Isu Otentisitas dan Komersialisasi Simbol Subkultur

Dampak terbesar TikTok adalah hilangnya otentisitas dari subkultur yang awalnya bertujuan untuk menentang mode mainstream.

  1. Komodifikasi Identitas: Simbol-simbol subkultur—seperti rantai dan platform Goth, atau estetika yang gelap dari Dark Academia—diambil dan diubah menjadi caption dan hashtag untuk mendapatkan likes dan meningkatkan penjualan. Tanda tangan visual subkultur kini hanya menjadi “cheat code” untuk popularitas instan, mengaburkan makna identitas komunitas yang mendalam.
  2. Appropriasi Kultural: Tren fashion yang cepat di TikTok juga memicu isu appropriasi kultural. Sebagai contoh, gaya athleisure dan kaus olahraga yang baru-baru ini dipopulerkan sebagai Blokecore di TikTok, sebenarnya berasal dari komunitas Black dan Latine yang telah menggunakan gaya tersebut selama beberapa dekade untuk mewakili lingkungan mereka (“Block-core”). Ketika gaya ini diadopsi oleh pengguna mayoritas, otentisitasnya dicuri dan dijual kembali dalam kemasan baru.

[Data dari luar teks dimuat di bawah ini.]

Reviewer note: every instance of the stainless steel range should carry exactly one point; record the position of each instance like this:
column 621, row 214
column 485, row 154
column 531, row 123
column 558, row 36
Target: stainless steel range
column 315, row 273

Kesimpulan: Jembatan yang Menghubungkan dan Mengancam

TikTok berfungsi sebagai jembatan yang menghubungkan komunitas kecil alternative fashion dengan audiens global, memberikan keberanian kepada banyak orang untuk mengekspresikan diri mereka. Namun, efisiensi algoritma dan siklus tren yang dipercepat oleh fast fashion telah mengubah nilai inti subkultur menjadi komoditas visual yang cepat muncul dan cepat hilang (microtrends).

Kreator dan konsumen kini menghadapi dilema: merangkul viralitas dan reach global yang ditawarkan TikTok, sambil berjuang mempertahankan kedalaman, otentisitas, dan kesadaran etis terhadap asal-usul subkultur tersebut.